Senator for Bedford, Quebec
- In office April 16, 1985 – December 25, 1994
- Appointed by: Brian Mulroney
- Preceded by: Louis-Philippe Beaubien
- Succeeded by: Céline Hervieux-Payette

Personal details
- Born: December 25, 1919 Montreal, Quebec
- Died: April 5, 1999 (aged 79)
- Resting place: Notre Dame des Neiges Cemetery
- Party: Progressive Conservative
- Relations: Laurent-Olivier David (grandfather)
- Children: Pierre David Françoise David Thérèse David Anne-Marie David Hélène David Charles-Philippe David
- Parent(s): Louis-Athanase David Antonia Nantel
- Education: University of Paris Université de Montréal
- Committees: Chairman, Standing Committee on Social Affairs, Science and Technology

= Paul David (cardiologist) =

Canadian politician

Paul David (December 25, 1919 - April 5, 1999) was a Canadian cardiologist, founder of the Montreal Heart Institute, and Senator.

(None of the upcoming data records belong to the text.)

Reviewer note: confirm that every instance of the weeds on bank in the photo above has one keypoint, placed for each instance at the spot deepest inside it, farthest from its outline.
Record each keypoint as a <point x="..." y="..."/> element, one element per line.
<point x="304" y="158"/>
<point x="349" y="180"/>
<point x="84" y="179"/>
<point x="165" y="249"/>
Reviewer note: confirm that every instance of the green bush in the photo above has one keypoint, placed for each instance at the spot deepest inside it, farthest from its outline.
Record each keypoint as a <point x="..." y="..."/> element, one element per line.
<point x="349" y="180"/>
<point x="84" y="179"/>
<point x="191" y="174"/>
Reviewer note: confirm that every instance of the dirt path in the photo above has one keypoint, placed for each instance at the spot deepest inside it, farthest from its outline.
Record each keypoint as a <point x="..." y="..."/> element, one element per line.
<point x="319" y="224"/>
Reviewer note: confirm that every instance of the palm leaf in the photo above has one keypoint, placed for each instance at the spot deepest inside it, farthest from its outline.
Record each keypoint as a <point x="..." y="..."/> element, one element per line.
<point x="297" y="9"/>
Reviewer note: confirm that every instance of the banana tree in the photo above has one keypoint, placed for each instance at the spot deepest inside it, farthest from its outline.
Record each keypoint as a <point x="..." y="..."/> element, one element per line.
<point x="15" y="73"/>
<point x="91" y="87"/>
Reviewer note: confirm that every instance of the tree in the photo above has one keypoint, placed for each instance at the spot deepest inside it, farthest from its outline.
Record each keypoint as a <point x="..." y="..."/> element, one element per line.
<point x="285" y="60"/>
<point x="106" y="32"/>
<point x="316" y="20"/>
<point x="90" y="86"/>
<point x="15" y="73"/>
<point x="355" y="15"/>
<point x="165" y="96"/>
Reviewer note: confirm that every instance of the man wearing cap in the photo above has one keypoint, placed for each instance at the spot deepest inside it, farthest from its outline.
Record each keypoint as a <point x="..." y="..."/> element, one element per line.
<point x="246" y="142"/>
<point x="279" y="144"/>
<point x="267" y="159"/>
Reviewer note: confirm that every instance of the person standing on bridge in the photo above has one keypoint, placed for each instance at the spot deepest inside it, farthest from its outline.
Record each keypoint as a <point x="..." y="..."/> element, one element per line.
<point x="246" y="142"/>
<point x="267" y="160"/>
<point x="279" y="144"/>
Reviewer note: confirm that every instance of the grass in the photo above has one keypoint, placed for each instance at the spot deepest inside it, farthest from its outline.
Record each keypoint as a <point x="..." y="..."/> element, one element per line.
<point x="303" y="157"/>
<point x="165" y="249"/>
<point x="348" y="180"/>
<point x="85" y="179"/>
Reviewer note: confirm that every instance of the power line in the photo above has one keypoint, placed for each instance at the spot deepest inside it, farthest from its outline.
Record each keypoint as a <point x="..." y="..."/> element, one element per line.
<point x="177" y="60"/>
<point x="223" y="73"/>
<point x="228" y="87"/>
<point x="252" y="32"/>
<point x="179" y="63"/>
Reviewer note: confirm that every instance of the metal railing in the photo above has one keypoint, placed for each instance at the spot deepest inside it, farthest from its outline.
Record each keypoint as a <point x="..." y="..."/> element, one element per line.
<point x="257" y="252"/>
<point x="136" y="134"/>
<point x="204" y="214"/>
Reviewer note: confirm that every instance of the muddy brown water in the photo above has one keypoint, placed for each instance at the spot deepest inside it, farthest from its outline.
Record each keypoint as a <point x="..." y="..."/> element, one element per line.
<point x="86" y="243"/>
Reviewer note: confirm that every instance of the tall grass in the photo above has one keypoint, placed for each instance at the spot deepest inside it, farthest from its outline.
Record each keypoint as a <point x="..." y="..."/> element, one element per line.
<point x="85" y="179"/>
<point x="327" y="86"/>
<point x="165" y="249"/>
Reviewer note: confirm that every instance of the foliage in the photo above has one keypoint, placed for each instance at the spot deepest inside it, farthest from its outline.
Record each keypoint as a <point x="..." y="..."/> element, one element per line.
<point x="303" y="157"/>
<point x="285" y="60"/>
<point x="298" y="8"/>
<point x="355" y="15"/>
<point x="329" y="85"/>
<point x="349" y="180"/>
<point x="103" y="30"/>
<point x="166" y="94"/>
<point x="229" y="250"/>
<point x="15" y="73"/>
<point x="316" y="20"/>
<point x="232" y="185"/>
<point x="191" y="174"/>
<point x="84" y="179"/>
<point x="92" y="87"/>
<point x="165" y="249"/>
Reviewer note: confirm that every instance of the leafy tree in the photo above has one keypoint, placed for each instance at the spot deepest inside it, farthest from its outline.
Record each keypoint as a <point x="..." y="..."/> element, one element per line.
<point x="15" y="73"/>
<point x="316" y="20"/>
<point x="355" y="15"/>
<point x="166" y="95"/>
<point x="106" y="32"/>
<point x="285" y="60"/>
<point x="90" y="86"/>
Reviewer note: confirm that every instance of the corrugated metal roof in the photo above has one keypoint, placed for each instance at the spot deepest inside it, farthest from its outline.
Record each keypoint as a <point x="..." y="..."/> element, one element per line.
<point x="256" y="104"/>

Born in Montreal, Quebec, the son of Louis-Athanase David and Antonia Nantel, he received his Bachelor's degree from the University of Paris in 1939 and his MD from the Université de Montréal in 1944. He specialized in cardiology in Boston at the Massachusetts General Hospital in 1946 and in Paris at the Hôpital Lareboisière in 1947. Upon his return to Montreal, he worked at the Notre-Dame Hospital. He founded the Montreal Heart Institute in 1954. It was under his direction that the first heart transplant ever performed in Canada was carried out at the Institute, in 1968.

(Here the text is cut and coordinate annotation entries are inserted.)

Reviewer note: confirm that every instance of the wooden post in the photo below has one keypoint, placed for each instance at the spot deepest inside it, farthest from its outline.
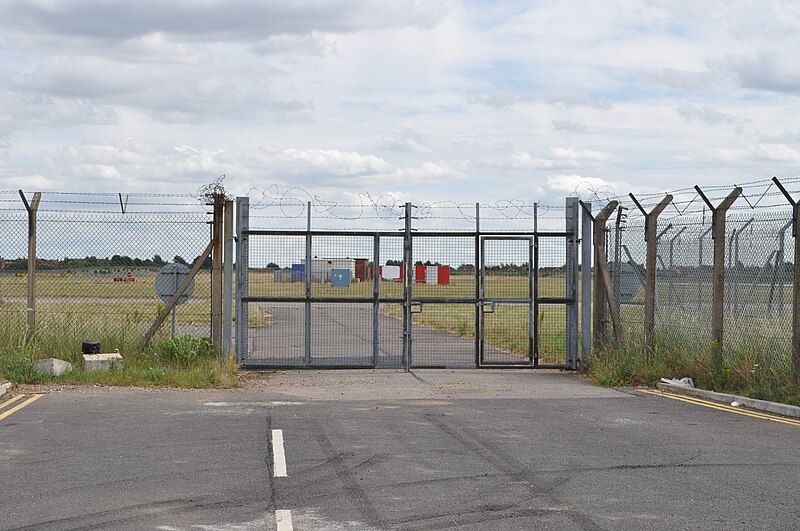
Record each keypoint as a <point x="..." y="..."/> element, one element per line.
<point x="651" y="237"/>
<point x="613" y="306"/>
<point x="600" y="298"/>
<point x="173" y="301"/>
<point x="718" y="276"/>
<point x="216" y="274"/>
<point x="32" y="209"/>
<point x="796" y="279"/>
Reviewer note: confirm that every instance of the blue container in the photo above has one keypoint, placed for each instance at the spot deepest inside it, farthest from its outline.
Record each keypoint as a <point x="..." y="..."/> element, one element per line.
<point x="340" y="278"/>
<point x="298" y="272"/>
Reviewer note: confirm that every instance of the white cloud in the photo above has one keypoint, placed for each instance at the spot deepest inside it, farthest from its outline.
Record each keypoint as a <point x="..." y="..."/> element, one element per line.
<point x="503" y="99"/>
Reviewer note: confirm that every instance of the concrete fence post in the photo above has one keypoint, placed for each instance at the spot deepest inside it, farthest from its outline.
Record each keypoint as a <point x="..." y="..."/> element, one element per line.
<point x="32" y="208"/>
<point x="651" y="238"/>
<point x="572" y="316"/>
<point x="718" y="279"/>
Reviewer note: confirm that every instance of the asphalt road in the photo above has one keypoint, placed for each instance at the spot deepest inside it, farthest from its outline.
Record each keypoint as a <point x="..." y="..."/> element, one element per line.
<point x="388" y="450"/>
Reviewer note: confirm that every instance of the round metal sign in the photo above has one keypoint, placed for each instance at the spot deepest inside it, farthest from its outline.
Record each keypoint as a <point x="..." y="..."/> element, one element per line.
<point x="169" y="278"/>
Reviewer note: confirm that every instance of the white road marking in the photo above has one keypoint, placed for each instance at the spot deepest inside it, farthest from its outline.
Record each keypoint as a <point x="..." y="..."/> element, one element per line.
<point x="278" y="454"/>
<point x="283" y="519"/>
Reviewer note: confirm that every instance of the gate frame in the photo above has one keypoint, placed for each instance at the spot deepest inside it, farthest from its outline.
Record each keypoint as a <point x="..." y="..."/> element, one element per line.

In 1985, he was appointed to the Senate of Canada on the recommendation of Prime Minister Brian Mulroney. He sat as a Progressive Conservative senator representing the Senatorial division of Bedford, Quebec. He retired on his 75th birthday in 1994. His father, Louis-Athanase David and grandfather, Laurent-Olivier David were Liberal Senators. He is the younger brother of Simone David-Raymond founder of the Marie-Enfant Hospital.

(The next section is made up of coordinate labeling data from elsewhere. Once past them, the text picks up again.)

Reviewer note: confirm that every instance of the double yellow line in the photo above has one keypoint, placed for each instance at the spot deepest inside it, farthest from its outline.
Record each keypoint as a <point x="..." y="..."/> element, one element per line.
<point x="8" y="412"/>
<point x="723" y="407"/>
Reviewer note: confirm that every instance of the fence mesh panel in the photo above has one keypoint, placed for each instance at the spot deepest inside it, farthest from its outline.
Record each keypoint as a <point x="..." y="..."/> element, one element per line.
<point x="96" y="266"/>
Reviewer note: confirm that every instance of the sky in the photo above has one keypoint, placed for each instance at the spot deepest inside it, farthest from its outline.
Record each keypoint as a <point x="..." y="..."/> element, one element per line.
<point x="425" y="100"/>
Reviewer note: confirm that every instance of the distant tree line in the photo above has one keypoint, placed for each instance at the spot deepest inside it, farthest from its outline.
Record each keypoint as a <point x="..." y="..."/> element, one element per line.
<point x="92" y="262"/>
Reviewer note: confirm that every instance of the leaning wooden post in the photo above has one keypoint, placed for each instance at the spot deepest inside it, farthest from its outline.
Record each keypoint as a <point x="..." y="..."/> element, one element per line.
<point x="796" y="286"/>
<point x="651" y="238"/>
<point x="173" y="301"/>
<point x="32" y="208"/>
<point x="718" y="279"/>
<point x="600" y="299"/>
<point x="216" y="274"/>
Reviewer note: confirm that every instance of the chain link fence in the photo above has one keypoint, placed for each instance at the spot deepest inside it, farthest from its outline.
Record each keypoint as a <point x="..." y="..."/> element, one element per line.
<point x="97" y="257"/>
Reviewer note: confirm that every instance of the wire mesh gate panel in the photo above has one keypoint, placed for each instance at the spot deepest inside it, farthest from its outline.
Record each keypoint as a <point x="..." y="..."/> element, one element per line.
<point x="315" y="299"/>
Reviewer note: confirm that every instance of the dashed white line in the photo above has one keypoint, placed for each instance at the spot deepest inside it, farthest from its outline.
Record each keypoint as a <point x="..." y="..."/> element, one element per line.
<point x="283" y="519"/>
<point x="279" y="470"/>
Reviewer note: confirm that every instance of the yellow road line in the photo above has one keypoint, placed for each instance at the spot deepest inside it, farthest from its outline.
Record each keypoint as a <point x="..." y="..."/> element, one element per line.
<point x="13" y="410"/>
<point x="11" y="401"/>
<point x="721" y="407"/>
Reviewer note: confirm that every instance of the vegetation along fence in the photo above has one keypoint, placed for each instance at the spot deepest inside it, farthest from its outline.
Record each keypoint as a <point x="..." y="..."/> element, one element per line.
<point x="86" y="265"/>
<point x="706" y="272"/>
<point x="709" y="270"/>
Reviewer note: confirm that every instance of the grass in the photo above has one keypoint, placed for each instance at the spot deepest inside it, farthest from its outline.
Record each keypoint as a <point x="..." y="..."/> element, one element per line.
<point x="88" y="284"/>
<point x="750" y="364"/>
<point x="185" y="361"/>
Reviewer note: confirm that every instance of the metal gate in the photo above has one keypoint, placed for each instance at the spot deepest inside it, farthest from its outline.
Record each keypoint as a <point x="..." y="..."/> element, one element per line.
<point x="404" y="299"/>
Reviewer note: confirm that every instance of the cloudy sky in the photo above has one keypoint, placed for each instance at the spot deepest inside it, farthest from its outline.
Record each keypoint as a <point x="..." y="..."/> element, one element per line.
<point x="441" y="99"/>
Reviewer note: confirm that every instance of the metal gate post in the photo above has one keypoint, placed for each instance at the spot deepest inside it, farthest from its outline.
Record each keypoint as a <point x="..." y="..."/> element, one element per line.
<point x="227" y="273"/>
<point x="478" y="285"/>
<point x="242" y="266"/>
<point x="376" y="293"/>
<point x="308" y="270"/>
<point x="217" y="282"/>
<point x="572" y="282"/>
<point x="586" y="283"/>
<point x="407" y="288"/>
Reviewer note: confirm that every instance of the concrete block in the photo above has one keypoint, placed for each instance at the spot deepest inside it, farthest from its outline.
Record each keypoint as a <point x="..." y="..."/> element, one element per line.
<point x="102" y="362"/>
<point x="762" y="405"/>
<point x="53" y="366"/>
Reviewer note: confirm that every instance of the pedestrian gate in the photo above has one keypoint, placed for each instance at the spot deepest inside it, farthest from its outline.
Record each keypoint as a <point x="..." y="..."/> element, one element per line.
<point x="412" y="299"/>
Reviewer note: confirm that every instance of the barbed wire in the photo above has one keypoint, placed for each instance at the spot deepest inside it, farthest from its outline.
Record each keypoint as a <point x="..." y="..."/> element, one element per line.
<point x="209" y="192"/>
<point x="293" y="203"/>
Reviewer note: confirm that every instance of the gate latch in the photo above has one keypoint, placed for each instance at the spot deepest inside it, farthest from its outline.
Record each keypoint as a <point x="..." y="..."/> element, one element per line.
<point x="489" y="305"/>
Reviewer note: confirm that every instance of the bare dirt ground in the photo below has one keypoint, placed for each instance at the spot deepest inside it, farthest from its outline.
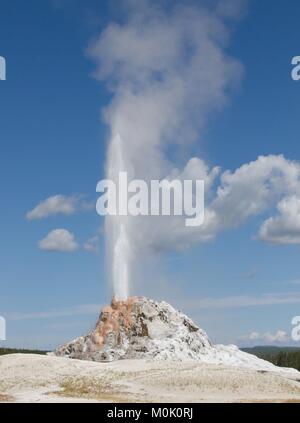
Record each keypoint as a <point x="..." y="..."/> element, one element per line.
<point x="35" y="378"/>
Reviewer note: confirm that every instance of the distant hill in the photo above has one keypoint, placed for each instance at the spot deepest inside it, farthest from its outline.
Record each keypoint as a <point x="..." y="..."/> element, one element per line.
<point x="280" y="356"/>
<point x="5" y="351"/>
<point x="269" y="350"/>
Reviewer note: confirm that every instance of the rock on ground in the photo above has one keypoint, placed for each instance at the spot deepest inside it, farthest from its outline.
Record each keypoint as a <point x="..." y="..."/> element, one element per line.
<point x="140" y="328"/>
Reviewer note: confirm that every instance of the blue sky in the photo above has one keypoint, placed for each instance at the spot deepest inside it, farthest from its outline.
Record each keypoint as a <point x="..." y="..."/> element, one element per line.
<point x="53" y="141"/>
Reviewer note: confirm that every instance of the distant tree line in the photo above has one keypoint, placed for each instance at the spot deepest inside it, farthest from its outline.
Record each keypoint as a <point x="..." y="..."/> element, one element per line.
<point x="284" y="359"/>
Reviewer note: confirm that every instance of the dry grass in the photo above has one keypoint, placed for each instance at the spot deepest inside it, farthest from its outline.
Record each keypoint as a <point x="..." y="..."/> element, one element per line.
<point x="100" y="389"/>
<point x="6" y="398"/>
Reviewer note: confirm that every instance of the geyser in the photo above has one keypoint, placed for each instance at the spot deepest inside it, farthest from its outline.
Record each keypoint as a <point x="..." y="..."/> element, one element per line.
<point x="117" y="227"/>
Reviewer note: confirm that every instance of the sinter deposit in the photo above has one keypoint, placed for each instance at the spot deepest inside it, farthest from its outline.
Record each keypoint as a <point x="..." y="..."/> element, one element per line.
<point x="139" y="328"/>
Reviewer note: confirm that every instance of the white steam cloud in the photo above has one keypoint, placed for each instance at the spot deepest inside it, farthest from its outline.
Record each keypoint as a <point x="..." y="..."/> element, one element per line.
<point x="167" y="71"/>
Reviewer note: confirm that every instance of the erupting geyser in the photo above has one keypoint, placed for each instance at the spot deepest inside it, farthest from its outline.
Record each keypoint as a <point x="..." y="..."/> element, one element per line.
<point x="117" y="227"/>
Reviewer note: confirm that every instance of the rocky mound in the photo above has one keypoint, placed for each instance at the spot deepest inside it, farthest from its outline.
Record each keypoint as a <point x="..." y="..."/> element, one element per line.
<point x="140" y="328"/>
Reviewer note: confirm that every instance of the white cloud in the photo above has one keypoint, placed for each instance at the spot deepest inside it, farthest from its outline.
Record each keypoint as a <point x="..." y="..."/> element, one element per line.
<point x="243" y="301"/>
<point x="58" y="204"/>
<point x="80" y="310"/>
<point x="59" y="240"/>
<point x="92" y="245"/>
<point x="284" y="228"/>
<point x="278" y="337"/>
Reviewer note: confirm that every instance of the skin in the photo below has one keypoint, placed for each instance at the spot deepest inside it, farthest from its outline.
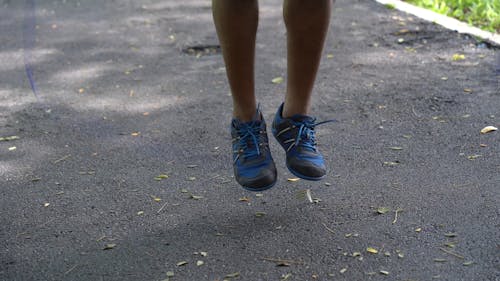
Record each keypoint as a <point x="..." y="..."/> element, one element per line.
<point x="307" y="24"/>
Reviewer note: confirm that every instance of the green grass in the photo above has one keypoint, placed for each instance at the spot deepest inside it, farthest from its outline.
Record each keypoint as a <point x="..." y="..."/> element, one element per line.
<point x="484" y="14"/>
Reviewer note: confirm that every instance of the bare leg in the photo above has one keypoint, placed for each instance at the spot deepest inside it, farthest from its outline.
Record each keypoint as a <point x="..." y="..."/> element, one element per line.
<point x="307" y="24"/>
<point x="236" y="22"/>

In 1968, he was made an Officer of the Order of Canada and was promoted to Companion in 1981. In 1988, he was named a Grand Officer of the National Order of Quebec. In 2011, he was inducted into the Canadian Medical Hall of Fame.

He married Nellie Maillard, daughter of Charles Maillard director of École des beaux-arts de Montréal and had six children: filmmaker Pierre, Québec solidaire MNA Françoise, Thérèse, Anne-Marie, Liberal MNA Hélène and Charles-Philippe. A few years after Nellie Maillard's death (1969), he was remarried to Dr. Yvette Lemire. After his death in 1999, he was entombed at the Notre Dame des Neiges Cemetery in Montreal.